In poesie tanto vivide quanto precise, S.J. Stephens fa i conti coraggiosamente con il mondo difficile e, in egual misura, con ciò che è difficile in se stessa. Ancora e ancora si allena su se stessi e sugli altri (e alberi e uccelli e api ed erbacce) un'attenzione amorevole non meno esigente per il suo affetto. Questo lavoro è femminista nella sua insistenza nel dire la verità da una prospettiva femminile incarnata, anche quando la verità è che ha interiorizzato una "vergogna così acuta da far rabbrividire [lei]". A volte queste poesie raccontano la loro dura verità direttamente a coloro che mettono in pericolo la capacità di chi parla di libertà e rispetto di sé. A volte parlano al mondo naturale, trovando echi della vita interiore nelle scene esterne: fame, pericolo, amore. Spesso l'oratore sembra parlare con l'oratore, consigliandosi di continuare a vedere, continua a dire ciò che è vero per il bene del proprio benessere e per il bene di tutti noi. Sempre queste poesie parlano a un lettore pronto ad allenare anche il suo sguardo su ciò che è bello e spaventoso, frustrante e incoraggiante. Mentre le poesie di Stephens non offrono compromessi, certamente offrono, poesia dopo poesia, molta consolazione. "[A] paura cruda e sanguinosa sorge in me", ci dice "ma c'è anche una gioia selvaggia e selvaggia".

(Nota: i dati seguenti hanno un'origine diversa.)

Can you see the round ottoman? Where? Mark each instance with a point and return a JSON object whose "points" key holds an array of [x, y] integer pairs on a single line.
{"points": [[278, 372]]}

- Melissa Crowe, autrice di Dear Terror, Dear Splendor (University of Wisconsin Press)
Queste sono poesie eleganti e sorprendenti. L'oratore desidera trovare qualcosa di sacro nei rami, nel fiume Ohio, nel Salty Dog Café e nella lingua. C'è un bisogno così profondo di connettersi nonostante la violenza, nonostante "un mondo che raccoglie … anime come banchetti" perché in ogni alloro potrebbe esserci un "cuore pulsante". La voce di Stephens è muscolosa e piena di verità, e sono così fortunato ad averlo conosciuto. Una collezione bella e potente.

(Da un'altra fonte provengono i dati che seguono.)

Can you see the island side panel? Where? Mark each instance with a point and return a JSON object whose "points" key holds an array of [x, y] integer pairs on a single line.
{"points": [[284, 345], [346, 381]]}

- Kelly Moffett , autore di Bird Blind e Mille ali
Attraverso il lavoro di Stephens, ci rendiamo conto delle domande che sono sepolte nel profondo del nostro subconscio - domande come: sono una vera femminista o sto solo dando l'impressione di essere una femminista senza viverla veramente? "Indosso l'impressione di Cenerentola e del suo rant femminista / come un abito da sera". Ci porta in un viaggio attraverso il movimento #metoo e sminuzza l'essenza della famiglia in immagini concrete che comprendiamo a livello viscerale: "Anche se l'amore giace sul pavimento / con segatura e gocce di vernice / e anni di parole si attaccano nelle fessure dei pannelli di legno". Stephens possiede un talento insolito per l'arte della sestina, e ci porta una nuova coscienza della "madre senza figli" - che ci sono donne che sono madri ma non hanno avuto l'opportunità di avere figli, e questa è una nuova interpretazione del femminismo. Il lavoro di Stephens è senza tempo e rimane con il lettore molto tempo dopo aver chiuso il libro.